おばさん社労士の発信基地 きぼうという名の事務所です。

開業してからまる11年「発信する社労士」を目指して「独立独歩」「自主自立」の活動をつづるブログです。

官僚トップのセクハラ疑惑

 文書改ざんや日報隠しなど何かとお騒がせな官僚諸氏の皆様ですが、今、騒動になっている財務省事務次官の女性記者に対するセクハラ騒動は様々な問題をはらんでいるようで興味深い事件です。
法的なセクシャルハラスメントは、男女雇用機会均等法にあり、職場における性的言動の管理措置義務を事業主に義務づけたものです。
性的言動により職場環境が害されないように、また労働者の就業環境が不快なものとならないように管理していく義務が事業主にあります。具体的には、相談窓口等の設置、社内に対する周知啓発活動、ことがおきたときの迅速適切な対応などを求めています。
性的言動が禁止される場所は業務に関連するすべての場所です。会社内のみならず、飲み会の席であっても、歓迎会など会社内の行事として行う場合とか、取引先との接待の場、その他、出張中などが含まれます。
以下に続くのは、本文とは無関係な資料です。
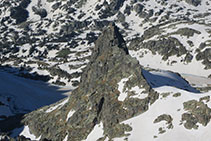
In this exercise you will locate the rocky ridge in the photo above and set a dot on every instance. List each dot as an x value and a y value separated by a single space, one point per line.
96 98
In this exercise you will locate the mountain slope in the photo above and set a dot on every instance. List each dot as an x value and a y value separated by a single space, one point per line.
116 99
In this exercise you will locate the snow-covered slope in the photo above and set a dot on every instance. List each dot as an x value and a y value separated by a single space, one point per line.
53 41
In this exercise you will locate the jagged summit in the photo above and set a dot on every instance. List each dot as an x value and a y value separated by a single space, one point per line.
99 99
110 37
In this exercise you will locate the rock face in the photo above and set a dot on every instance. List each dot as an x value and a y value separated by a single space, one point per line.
96 100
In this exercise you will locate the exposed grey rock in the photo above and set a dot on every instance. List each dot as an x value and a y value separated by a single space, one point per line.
138 8
198 112
96 98
193 2
40 11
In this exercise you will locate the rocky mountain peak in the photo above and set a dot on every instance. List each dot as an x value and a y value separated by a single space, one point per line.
110 38
101 97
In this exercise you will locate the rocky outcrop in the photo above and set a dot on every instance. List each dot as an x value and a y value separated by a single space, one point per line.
193 2
96 100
今般の事例は、事務次官側は業務を終えた私的時間のようです(事務次官は当該事例を否定していますので、事件の真偽は定かではありません)。しかし、被害者とされる女性記者は業務の場であるわけです。また、広義に考えれば、事務次官の業務に関連する事項について女性記者の質問に答えながらいっしょに飲食をしていますから、まったく完全な私的時間とも言い難いような感じもあります。
このような事件が報道されると、必ず女性側にも問題があるとする言説がでてきます。しかし、もし、「情報あげるからいっしょに飲みながら話そうか」と言われた場合、新聞記者なら、仕事として女性、男性関係なくもしかして有益な情報が拾えるかもしれないと考えるのは当然ではないでしょうか。仕事に対する熱意に男女差はないし仕事としてそのような場に行っているわけですし、相手が男性であっても、そのように性的に関連づけて考えないのではないかと思います。
しかし、当該事務次官はかなり女性を不快にする性的言動を行っています。多分、そういうことが、今までも繰り返されてきたのではないでしょうか。
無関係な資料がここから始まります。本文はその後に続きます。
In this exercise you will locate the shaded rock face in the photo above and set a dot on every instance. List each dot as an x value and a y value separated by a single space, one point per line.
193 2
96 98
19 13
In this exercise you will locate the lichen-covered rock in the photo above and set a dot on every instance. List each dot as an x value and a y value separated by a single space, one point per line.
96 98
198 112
私が不思議なのは、業務中にそのような性的言動の被害者となっている女性記者がいるとしたら、そのようなことが起きないように所属する会社、または記者クラブなどの組織が何等かの調査をするとか、そういうことがあるのなら抗議するとかしてもよいのではないかと思うのです。
自社の女性記者が取材するときに性的言動の対象とされていたら、思い切り仕事ができないだろうし、会社は女性記者を守る立場にあるのではないでしょうか。
何故沈黙しているのだろうと思っていましたが、今朝のテレビ番組では、女性記者から会社側にそのような訴えはできないと語っているコメンテーターがいました。
そんなことをしたら記者生命は終わるというのです。
記者というのはニュースソースを明かさないとする不文律があり、事務次官と飲みに行った席でひっぱった情報ですとは言えないし、情報もらおうとしてセクハラに遭ったとも言えないというようなことをおっしゃっていました。

うーん、そこまでしなくちゃもらえない情報とはどんなにすごいのかな。
そもそも、記者と事務次官はそこまで仲良くしないといい情報がとれないのはなんか変な感じがします。記者は事務次官に都合の悪い情報も記事にする場合があるはずです。そこまで、癒着?しちゃっていいのかなとする疑問も湧いてきます。
政治記者が取材対象である官僚や政治家と仲良く飲食するなんて、そもそもおかしくないだろうか。
最近、いろんなことの裏側みたいなものが見えてくるニュースが多いように思います。
この社会の終わりの始まりか。そんなことがなく、良い社会になってほしいと思う今日この頃なのです。